Come make the word flesh. Come

page 142

The Half-Life of Jesus

     [ I ]

On the day when a survey of biblical knowledge
revealed that twenty per cent of respondents
who claimed to be Christians and to own a Bible
could say nothing whatsoever about
the crucifixion or the resurrection,
a brother of Michael Jackson said his name would live forever.

     [ I I ]

From the Ethiopians on the roof,
closest to God, I descended
to the patchwork of persuasions in the church
and stood in line for thirty minutes
waiting my turn to enter the horrible box
atop the sepulchre
where prayers and kisses
lip-glossed and glorified the rock—
the Lord, I suppose, knows why I was there,
he sees into the hearts of atheists—
and when I was the next at last
a great Greek momma hung with gold and rosaries and crosses
shoved like a hippo to the front
and, challenged by a shy, polite attendant
who pointed to the hundred others waiting,
brushed aside all fear of falsehood
as she might a parking ticket
and lied indignantly, ‘Young man, I’ve been here all the time!’

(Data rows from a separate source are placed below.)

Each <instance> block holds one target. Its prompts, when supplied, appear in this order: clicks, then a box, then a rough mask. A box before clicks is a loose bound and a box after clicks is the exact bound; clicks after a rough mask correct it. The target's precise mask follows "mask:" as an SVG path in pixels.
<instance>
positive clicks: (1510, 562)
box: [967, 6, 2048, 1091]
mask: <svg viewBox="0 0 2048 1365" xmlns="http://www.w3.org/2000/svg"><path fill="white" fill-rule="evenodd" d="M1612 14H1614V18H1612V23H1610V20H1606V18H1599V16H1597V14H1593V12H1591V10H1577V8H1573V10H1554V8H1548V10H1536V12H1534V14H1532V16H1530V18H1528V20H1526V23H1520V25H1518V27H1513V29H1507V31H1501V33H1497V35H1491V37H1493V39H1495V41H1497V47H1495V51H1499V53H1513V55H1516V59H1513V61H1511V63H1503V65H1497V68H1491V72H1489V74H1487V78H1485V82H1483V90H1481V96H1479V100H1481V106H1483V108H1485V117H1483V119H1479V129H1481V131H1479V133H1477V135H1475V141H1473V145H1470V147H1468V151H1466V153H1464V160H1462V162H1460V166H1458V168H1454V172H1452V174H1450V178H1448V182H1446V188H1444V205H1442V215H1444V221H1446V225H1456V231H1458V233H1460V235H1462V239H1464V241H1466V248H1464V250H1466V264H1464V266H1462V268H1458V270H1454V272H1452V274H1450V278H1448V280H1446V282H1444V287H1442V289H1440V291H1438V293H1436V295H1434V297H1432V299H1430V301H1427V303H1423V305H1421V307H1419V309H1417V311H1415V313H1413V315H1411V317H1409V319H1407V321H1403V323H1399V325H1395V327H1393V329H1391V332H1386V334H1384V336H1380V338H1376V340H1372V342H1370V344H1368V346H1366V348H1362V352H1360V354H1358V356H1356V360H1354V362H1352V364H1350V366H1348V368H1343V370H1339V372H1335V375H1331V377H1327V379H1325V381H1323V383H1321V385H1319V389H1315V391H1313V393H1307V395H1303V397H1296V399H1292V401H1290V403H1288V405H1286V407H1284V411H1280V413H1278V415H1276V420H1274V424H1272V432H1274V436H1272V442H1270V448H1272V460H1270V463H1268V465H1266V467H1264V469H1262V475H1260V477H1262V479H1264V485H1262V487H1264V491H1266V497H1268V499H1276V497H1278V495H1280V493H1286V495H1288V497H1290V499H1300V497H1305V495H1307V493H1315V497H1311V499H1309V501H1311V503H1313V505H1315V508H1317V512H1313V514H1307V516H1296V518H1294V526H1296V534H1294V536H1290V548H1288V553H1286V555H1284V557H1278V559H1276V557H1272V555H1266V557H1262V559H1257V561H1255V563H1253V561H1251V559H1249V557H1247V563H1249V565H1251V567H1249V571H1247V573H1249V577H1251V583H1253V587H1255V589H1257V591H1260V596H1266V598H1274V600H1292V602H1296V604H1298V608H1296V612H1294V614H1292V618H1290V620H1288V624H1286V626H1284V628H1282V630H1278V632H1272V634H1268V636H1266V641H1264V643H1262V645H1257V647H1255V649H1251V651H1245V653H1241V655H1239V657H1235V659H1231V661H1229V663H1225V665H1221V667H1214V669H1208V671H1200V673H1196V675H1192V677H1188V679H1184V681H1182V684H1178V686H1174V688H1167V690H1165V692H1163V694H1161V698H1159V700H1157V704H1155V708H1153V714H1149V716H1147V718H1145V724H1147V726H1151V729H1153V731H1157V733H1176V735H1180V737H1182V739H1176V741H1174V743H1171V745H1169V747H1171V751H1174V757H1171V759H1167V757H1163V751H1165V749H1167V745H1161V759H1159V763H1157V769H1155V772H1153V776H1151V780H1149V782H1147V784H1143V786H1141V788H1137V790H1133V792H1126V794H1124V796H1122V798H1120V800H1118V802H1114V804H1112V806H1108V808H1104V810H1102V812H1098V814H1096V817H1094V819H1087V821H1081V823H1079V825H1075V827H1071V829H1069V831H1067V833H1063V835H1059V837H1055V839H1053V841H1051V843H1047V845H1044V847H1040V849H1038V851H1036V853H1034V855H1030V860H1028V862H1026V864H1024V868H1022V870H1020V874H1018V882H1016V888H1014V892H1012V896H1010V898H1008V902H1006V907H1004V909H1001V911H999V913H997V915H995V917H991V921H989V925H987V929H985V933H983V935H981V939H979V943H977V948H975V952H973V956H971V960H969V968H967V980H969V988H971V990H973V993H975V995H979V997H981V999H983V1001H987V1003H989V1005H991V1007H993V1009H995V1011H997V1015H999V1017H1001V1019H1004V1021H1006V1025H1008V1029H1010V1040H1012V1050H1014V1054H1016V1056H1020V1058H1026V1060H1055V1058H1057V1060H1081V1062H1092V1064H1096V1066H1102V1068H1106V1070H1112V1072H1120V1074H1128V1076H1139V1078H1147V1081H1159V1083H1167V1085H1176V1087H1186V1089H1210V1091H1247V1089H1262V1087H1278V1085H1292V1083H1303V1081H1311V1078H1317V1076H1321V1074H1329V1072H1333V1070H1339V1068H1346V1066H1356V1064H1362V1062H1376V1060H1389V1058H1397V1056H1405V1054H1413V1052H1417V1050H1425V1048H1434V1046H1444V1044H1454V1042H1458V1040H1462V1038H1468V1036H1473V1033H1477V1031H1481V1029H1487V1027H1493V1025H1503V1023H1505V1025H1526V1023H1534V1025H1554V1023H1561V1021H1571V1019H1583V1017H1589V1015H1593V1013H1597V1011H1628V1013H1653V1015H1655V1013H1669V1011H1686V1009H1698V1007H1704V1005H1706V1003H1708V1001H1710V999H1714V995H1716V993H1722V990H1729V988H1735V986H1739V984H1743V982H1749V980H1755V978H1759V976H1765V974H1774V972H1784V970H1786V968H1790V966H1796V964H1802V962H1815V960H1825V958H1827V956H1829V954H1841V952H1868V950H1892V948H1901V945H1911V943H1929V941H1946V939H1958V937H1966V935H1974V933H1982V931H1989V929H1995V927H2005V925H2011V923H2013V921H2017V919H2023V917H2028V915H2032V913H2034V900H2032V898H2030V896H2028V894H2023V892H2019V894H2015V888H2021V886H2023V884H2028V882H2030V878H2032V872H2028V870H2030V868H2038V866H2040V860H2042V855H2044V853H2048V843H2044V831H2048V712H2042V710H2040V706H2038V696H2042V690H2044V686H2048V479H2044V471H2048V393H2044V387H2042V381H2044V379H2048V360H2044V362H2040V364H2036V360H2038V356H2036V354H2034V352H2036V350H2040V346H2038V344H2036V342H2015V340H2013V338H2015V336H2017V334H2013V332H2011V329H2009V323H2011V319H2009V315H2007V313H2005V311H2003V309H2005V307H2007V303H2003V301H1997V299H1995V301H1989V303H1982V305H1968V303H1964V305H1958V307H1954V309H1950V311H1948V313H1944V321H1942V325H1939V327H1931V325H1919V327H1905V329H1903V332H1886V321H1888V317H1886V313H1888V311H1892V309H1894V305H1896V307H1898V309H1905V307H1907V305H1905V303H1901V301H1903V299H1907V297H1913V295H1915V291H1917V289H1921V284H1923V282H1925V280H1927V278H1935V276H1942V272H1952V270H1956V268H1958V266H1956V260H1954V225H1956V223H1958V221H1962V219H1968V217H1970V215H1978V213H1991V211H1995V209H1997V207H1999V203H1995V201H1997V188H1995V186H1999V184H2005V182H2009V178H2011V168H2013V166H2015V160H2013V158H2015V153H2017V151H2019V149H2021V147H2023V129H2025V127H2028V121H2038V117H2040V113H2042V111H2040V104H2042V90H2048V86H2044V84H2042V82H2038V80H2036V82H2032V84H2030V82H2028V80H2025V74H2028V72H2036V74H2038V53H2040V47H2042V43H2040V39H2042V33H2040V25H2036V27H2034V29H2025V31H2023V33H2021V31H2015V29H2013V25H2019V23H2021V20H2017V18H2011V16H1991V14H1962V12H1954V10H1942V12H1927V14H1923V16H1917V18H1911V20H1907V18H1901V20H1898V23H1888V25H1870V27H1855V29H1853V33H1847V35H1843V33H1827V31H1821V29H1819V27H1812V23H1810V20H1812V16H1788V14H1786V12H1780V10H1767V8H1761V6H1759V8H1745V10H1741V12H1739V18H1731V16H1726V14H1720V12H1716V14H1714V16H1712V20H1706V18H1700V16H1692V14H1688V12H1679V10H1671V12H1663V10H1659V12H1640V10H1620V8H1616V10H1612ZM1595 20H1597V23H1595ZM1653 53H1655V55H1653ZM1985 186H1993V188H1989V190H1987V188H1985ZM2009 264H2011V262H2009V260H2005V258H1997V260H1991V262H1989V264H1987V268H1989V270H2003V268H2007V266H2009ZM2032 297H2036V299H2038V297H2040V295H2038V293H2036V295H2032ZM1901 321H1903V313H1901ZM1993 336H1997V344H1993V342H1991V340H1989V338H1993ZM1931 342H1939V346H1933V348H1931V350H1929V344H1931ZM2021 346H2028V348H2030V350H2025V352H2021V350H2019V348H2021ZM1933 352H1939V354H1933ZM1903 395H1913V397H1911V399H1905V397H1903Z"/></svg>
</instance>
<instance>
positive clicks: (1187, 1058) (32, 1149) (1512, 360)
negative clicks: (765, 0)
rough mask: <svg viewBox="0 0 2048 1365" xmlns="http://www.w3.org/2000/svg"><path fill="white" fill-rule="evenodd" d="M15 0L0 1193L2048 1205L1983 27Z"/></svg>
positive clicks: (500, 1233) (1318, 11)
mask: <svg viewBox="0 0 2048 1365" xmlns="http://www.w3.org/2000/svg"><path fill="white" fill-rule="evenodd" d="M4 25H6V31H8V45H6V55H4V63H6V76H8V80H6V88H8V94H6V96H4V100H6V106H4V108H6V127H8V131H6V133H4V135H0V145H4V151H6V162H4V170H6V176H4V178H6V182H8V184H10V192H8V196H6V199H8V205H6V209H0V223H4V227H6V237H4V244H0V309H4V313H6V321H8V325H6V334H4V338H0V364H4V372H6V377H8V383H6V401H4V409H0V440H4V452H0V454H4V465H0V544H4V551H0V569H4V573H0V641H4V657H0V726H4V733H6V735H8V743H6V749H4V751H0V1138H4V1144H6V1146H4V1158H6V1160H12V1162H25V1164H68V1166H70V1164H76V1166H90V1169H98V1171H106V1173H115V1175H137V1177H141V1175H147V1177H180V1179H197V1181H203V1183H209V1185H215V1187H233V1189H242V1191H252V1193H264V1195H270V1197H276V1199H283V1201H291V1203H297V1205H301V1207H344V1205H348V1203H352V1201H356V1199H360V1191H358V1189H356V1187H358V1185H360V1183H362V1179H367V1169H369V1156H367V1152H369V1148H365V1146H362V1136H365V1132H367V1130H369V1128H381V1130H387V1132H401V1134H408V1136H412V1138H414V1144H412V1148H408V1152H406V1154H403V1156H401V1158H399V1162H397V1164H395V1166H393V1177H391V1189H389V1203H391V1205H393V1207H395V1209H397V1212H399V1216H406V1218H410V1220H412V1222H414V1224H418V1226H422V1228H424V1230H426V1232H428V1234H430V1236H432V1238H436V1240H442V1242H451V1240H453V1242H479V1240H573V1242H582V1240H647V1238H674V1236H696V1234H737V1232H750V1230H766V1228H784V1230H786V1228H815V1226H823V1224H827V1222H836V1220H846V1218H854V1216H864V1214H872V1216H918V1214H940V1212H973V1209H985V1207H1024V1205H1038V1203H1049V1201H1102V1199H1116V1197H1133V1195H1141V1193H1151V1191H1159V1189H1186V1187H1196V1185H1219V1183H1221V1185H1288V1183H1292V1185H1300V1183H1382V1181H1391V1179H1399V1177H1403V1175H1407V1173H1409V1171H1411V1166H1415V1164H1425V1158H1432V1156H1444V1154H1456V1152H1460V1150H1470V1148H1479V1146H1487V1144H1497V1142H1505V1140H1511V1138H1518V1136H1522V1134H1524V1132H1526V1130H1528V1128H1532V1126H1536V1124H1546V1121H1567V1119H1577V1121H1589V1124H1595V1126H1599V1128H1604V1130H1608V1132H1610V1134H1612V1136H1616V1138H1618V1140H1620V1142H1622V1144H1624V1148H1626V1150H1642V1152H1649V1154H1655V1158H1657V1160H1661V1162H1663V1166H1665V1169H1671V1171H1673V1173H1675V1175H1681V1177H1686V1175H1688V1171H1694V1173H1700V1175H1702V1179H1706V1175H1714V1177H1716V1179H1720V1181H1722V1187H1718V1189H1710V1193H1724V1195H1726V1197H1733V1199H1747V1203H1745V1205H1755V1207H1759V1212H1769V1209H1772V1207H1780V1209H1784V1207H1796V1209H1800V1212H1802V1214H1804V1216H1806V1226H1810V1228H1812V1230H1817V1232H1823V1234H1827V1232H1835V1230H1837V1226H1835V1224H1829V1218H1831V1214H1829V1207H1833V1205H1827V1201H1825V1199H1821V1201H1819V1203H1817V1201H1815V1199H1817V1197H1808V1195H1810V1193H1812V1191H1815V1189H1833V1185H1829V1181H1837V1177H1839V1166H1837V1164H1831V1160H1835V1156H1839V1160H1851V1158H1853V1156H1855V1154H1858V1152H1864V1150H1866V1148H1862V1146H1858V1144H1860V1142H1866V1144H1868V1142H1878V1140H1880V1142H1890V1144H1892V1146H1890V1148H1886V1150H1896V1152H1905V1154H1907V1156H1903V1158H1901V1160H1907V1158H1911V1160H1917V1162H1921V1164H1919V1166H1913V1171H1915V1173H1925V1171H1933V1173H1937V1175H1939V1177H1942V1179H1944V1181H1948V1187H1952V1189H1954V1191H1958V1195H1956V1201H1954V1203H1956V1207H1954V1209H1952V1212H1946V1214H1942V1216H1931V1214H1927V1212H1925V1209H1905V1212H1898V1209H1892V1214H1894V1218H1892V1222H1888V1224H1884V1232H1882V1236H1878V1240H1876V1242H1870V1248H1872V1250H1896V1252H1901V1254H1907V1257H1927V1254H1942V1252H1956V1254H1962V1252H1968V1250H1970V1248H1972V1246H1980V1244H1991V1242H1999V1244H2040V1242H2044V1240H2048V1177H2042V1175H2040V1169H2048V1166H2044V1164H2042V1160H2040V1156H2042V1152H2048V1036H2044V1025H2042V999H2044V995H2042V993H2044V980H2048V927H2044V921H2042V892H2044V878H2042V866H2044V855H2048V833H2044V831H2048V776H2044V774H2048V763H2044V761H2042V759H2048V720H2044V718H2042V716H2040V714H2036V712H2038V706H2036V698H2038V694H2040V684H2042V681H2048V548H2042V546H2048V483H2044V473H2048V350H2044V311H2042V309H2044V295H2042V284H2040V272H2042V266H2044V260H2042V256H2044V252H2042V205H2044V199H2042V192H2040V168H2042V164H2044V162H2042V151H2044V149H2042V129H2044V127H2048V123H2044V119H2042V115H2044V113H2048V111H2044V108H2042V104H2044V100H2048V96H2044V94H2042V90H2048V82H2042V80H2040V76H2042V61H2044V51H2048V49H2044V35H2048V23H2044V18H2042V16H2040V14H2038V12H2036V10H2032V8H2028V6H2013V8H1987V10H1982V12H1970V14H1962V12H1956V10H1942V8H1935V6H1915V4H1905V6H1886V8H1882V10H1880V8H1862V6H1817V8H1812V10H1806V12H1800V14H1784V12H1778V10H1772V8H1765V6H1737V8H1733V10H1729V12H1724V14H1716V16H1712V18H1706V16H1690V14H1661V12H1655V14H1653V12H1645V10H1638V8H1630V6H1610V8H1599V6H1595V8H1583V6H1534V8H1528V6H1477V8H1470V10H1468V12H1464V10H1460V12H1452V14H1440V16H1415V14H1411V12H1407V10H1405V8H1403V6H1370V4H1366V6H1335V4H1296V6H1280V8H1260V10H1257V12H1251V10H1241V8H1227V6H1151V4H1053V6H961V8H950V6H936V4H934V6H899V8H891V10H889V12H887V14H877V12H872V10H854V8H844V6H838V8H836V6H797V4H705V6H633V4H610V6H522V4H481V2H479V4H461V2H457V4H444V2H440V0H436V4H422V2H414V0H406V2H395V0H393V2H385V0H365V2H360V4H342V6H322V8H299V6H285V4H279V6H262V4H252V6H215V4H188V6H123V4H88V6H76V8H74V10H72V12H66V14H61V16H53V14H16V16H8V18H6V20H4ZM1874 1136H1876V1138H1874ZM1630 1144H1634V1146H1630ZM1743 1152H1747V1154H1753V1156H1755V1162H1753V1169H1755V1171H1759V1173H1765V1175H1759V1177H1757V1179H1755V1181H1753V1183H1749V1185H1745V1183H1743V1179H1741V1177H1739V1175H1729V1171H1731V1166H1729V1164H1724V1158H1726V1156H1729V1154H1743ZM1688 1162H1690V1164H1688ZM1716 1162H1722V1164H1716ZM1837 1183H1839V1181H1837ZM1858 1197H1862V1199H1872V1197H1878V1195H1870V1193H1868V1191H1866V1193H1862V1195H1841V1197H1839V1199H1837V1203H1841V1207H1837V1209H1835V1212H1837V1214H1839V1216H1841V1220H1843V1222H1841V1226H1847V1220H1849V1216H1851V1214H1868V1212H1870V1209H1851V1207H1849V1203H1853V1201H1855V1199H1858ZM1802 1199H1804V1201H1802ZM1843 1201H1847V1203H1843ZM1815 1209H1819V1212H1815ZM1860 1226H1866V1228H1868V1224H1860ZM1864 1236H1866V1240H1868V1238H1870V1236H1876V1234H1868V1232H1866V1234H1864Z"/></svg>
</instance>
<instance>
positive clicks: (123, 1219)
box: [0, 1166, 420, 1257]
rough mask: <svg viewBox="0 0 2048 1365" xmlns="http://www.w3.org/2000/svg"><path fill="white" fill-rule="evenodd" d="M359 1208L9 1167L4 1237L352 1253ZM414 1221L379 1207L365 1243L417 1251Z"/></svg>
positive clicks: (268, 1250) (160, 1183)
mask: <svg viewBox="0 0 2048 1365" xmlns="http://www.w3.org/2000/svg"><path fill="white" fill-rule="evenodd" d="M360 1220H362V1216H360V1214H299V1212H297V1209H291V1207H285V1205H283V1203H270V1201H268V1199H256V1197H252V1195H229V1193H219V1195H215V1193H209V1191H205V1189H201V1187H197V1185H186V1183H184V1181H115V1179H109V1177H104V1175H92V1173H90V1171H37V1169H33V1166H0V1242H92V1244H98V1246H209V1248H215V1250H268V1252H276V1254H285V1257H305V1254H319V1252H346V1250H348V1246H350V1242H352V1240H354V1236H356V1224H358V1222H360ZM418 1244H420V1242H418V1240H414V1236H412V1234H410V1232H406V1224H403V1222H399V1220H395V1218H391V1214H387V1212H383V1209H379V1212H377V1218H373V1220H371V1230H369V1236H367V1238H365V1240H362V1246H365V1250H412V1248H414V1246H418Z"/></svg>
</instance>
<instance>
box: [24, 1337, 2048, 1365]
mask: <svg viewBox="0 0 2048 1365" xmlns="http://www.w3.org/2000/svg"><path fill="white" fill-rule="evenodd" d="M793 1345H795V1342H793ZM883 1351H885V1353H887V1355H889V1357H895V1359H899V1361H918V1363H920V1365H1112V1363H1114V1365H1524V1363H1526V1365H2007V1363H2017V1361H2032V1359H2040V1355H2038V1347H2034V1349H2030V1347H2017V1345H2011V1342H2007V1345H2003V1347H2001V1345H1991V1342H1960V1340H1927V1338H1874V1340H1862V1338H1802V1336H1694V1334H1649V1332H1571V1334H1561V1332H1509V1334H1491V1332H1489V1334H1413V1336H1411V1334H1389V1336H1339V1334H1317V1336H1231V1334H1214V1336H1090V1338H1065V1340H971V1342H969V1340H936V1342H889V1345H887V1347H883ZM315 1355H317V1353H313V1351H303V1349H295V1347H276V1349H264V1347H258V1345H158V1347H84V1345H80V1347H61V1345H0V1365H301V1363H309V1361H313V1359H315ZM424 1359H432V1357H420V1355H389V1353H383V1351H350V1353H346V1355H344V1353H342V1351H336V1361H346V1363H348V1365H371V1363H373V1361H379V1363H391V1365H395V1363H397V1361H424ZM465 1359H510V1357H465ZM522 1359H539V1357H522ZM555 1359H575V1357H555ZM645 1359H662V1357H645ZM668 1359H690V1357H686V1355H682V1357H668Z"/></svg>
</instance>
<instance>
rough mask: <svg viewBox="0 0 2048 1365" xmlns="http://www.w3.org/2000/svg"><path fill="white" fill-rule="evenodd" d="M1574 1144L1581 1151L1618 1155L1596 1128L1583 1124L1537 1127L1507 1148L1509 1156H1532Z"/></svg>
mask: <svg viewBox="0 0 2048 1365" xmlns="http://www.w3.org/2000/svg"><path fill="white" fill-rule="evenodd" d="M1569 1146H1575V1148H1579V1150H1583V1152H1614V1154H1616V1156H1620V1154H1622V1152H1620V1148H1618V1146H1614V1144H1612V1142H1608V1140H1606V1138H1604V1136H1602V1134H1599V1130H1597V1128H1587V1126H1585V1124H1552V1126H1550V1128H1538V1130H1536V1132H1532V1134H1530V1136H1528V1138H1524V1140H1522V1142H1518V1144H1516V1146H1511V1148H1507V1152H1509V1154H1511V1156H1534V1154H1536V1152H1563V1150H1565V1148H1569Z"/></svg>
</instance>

Church of the Holy Sepulchre, Jerusalem

page 143

     [ I I I ]

These olive trees, which those who know such things
declare to be two thousand summers old . . .
what ragged twists of wood they are,
like hanks of tangled rope, snagged, knotted, frayed,
the military grey-green of the leaves
silvered like suede brushed hard against the light.

Today there are men on knuckled wooden ladders
gathering in the bitter harvest,
dappled by the shadows and the sunlight,
knocking down the olives with their sticks.

What would I give to hear what they could say,
these trees, the sole surviving witnesses.

Garden of Gethsemane

     [ I V ]

No, I can’t suppose the Great Story true.
Still, I prefer to live as if it were.

And so I make the toilsome journey too,
with gifts of gold and frankincense and words.